※男主/エンパ設定
王異という人間に対する印象は、まああまり、好ましいと言えるものではない。
事情も知らずに非難するのも愚かとはいえ、その怨みがましい視線や、自分に向けられているわけではなくとも突き刺さる刺々しい言葉が、どうにも。
あくまでもなまえの基準ではあるが、それがとても華奢な女人とは思えず、一歩二歩と引いてしまう。
またそれを酷いだ最低だと喚くような元気さがあれば親しみやすさも覚るのだが、彼女は一切口を開かず作り物のようにじっと聞いている。最早あれは、聞いているのかもわからないが。
まあともかく。
なまえは積極的に王異と関わろうとは思わなかったし、気に障ることさえしなければ、何故だか美しく感じる鬱屈とした瞳に追われることもない。
彼女は稀に同じ戦場に立つことのある相手、言わば同僚。それだけの相手だ。
「なまえ殿だからかしら」
瞳は遠くに向けられたまま。
なんでもないことのように吐き出した王異は、淡々とした口調の通り微塵もなまえを気にしていない。
なまえも無言を貫くと、ゆらりと王異の視線が動いた。確かにまあ、見ていたなら答えるべきだったかもしれない。それにしても、「はあ」やら「何が?」くらいしか、ないのだが。
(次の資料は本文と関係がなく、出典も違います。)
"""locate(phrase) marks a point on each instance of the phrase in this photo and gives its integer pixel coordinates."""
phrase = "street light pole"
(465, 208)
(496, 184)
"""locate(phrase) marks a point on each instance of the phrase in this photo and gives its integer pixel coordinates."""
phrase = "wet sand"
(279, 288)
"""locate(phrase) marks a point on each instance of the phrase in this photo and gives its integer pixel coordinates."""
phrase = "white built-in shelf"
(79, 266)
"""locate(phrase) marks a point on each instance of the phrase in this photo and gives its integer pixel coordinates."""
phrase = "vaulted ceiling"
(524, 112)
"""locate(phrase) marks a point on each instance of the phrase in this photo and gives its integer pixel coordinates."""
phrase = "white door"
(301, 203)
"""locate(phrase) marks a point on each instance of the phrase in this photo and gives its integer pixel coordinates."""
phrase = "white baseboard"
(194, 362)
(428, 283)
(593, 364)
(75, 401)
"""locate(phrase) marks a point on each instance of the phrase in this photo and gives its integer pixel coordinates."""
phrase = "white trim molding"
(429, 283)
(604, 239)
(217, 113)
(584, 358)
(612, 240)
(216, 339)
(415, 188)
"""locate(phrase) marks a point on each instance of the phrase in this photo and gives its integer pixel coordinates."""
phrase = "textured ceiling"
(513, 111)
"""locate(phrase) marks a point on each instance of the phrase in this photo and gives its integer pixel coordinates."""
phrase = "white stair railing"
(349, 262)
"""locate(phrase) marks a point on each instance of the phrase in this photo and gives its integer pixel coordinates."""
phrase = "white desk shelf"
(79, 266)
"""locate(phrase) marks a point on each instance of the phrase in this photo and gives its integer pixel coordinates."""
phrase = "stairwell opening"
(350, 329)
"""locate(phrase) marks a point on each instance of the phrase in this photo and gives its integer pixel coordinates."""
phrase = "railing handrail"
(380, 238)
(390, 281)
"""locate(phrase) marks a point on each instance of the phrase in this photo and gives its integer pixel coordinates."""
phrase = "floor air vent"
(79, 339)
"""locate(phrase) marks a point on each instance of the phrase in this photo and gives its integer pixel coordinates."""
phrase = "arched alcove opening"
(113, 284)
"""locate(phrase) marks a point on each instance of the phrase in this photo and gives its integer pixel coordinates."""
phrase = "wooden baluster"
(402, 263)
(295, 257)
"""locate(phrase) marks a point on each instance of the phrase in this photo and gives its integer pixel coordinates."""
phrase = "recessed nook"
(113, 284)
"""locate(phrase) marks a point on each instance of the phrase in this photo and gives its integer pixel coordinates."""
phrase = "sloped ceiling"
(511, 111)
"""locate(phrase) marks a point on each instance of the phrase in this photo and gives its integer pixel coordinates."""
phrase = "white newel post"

「考えずに進めるの。二人だけの任務ははじめてだけど、問題なかったわね」
「……とは言え、私も知を司る人間ではありませんが。王異殿の方が、どちらかと言うと」
「頭の話じゃなくて。……黙っていても呼吸を感じるって言えば伝わる?迷わなくていい、怖がらずに――…なまえ殿なら、私を見逃さない。必ずこの目に映る場所にいてくれるから」
「……そうですか?」
「私が気がついたときは、だけど。でも、それでいい。充分よ」
それだけ告げると王異は再び先を見る。
もうその双眸になまえは映っておらず、返答の機会は失われた。
王異はなまえを気にしていないどころか、見てもいない。なまえもまた。
そう思っていたのだが、王異の言葉によると、どうにも違うらしい。王異はなまえを見ているし、なまえは王異を常に案じていると。そう、聞こえてしまう。
「…………知りませんでした」
「私も、なまえ殿を見るようになってから知ったもの」
「そうですか。……はい?」
「目が離せないの、なまえ殿の全てから。だからなまえ殿が私を片隅にでも意識してくれていることが幸せで、嬉しくて堪らない。こんな私の傍にいてくれる、守ってくれることが本当に、嬉しい」
「………………」
言葉の意味が理解出来ず、つい王異の横顔を凝視していると、唇が柔らかな弧を描く。常に鬱屈としている瞳には優しい光、と言うべきか。普段の王異からは感じられぬ感情が宿っているではないか。
「――…この身を置く国も、だけど」
「えっ?」
「なまえ殿も、絶対に失わない。なまえ殿がそうしてくれるように、私も見逃さないわ。一緒に守っていきたいって思うもの」
「…………」
「帰りましょう」
「あ――」
向けられた微笑みに息を呑む。
今、何を告げようと、したのだろう。